What visualization system designs are most effective for in situ processing?
In situ processing creates several new challenges that will require fresh approaches for visualization systems. One challenge is that increased pressure on resources -- an in situ system's use of memory, compute power, energy, or the interconnect network -- can affect the simulation. Another challenge is in integration. With post hoc processing, integration occurred via files, i.e., a simulation code wrote files and a visualization problem read files. In some in situ settings, integrations require linking visualization algorithms into the simulation code, requiring each simulation code to be extended to invoke in situ APIs and exchange data. Further, this approach can lead to practical issues regarding complex compilation processes and issues stemming from large binary size.
This page describes three research thrusts on visualization systems:
The PaViz system was a major part of Stephanie Labasan's dissertation research, which focused on power/performance tradeoffs for scientific visualization workloads on supercomputers. Her research took two distinct phases. In the first phase, she established that the data-intensive nature of visualization workloads can create useful propositions, e.g., for 10% slower performance, you can save 40% on energy. She did this by first studying one algorithm in depth and then performing a more comprehensive study on a wider class of algorithms. In the second phase, she considered overprovisioned supercomputers (where there are more compute resources than power) and designed approaches in the PaViz system which direct power to where it will improve overall performance the most.

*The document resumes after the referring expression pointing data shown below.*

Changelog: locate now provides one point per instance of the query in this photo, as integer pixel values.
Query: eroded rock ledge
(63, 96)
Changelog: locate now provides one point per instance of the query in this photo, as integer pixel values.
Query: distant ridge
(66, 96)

Her approach differed from previous works not only in that it considered visualization, but also in that it used prediction to direct power, as opposed to the standard practice of adaption. Stephanie then performed a thorough study comparing prediction and adaption for rendering workloads, finding that prediction works best.

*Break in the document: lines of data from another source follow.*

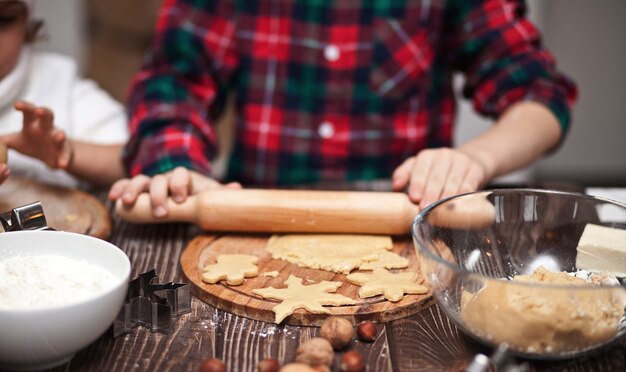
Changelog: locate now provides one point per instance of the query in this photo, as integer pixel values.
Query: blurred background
(110, 37)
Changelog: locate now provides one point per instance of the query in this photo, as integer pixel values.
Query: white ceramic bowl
(42, 338)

The Ascent library has a special focus on "flyweight in situ," meaning small API, small binary size, small execution overhead, and small memory footprint. CDUX alumnus Matt Larsen is the lead developer of Ascent, and the product began as during Matt's time as a Ph.D. student as Strawman, a "visualization mini-app." Ascent is central part of the Department of Energy’s strategy for in situ visualization at the exascale, and has been integrated with multiple simulation codes. Our students also often perform their research within Ascent, and run with real simulation codes on DOE supercomputers. This includes the research on Lagrangian flow and wavelets and the research on estimating and optimizing in situ costs. Ascent also heavily uses VTK-m, incorporating CDUX results on portable performance. Finally, CDUX members have researched approaches for "triggers" within Ascent, which are mechanisms for adapting when visualization is performed based on simulation properties. Specifically, Matt Larsen, Nicole Marsaglia, and others proposed a system for in situ triggers that was awarded Best Paper at ISAV18. More recently, Yuya Kawakami led an effort that used this system to begin benchmarking trigger efficacy.

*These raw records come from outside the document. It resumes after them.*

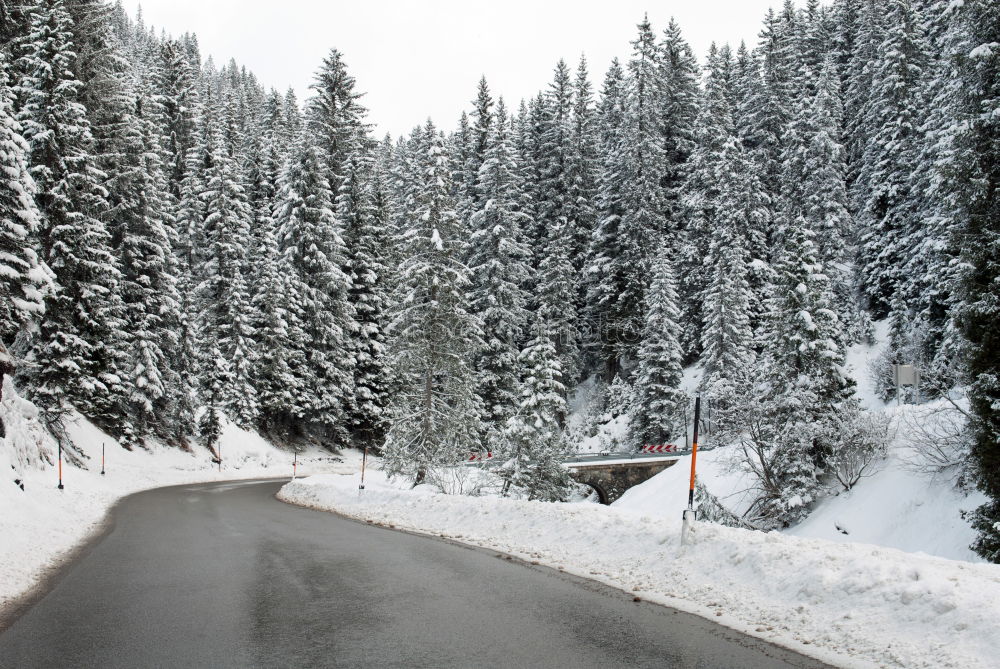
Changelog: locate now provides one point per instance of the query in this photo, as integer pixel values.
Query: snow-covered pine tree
(499, 266)
(980, 311)
(798, 390)
(335, 116)
(23, 277)
(657, 398)
(226, 337)
(364, 223)
(642, 223)
(824, 196)
(556, 292)
(435, 413)
(933, 245)
(312, 241)
(469, 158)
(148, 286)
(804, 331)
(279, 374)
(75, 356)
(679, 75)
(581, 173)
(177, 95)
(553, 207)
(700, 200)
(752, 128)
(727, 338)
(13, 26)
(602, 278)
(534, 435)
(881, 192)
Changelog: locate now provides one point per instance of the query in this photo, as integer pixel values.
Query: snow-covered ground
(898, 507)
(849, 604)
(40, 525)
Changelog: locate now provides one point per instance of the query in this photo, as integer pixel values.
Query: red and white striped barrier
(659, 448)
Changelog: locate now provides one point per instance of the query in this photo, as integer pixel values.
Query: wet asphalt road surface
(224, 575)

VisIt was originally developed by the Department of Energy (DOE) Advanced Simulation and Computing Initiative (ASCI) to visualize and analyze the results of terascale simulations. Hank Childs was a founding member of the VisIt development team, and he served as the project architect 2000-2013. VisIt was designed with a high degree of modularity to support rapid deployment of new visualization technology. This includes a plugin architecture for custom readers, data operators and plots as well as the ability to support multiple different user interfaces. Following a prototyping effort in the summer of 2000, an initial version of VisIt was developed and released in the fall of 2002. Since then, over 100 database readers, 60 operators and 20 plots have been added to the open source code. In addition, commercial, government and academic organizations in the US, Europe and elsewhere have developed and maintained proprietary plugins and user interfaces for their own needs. Although the primary driving force behind the original development of VisIt was for visualizing ASCI terascale data, VisIt has also proven to be well suited for visualizing smaller scale data from simulations on desktop systems. With respect to in situ processing, Brad Whitlock used the VisIt source code to make "LibSim," which was an in situ version of VisIt. Finally, Hank's Ph.D. dissertation was built around the research he performed while helping to develop the tool, including a contract-based system to adapt which optimizations were applied based on the properties of a data flow network.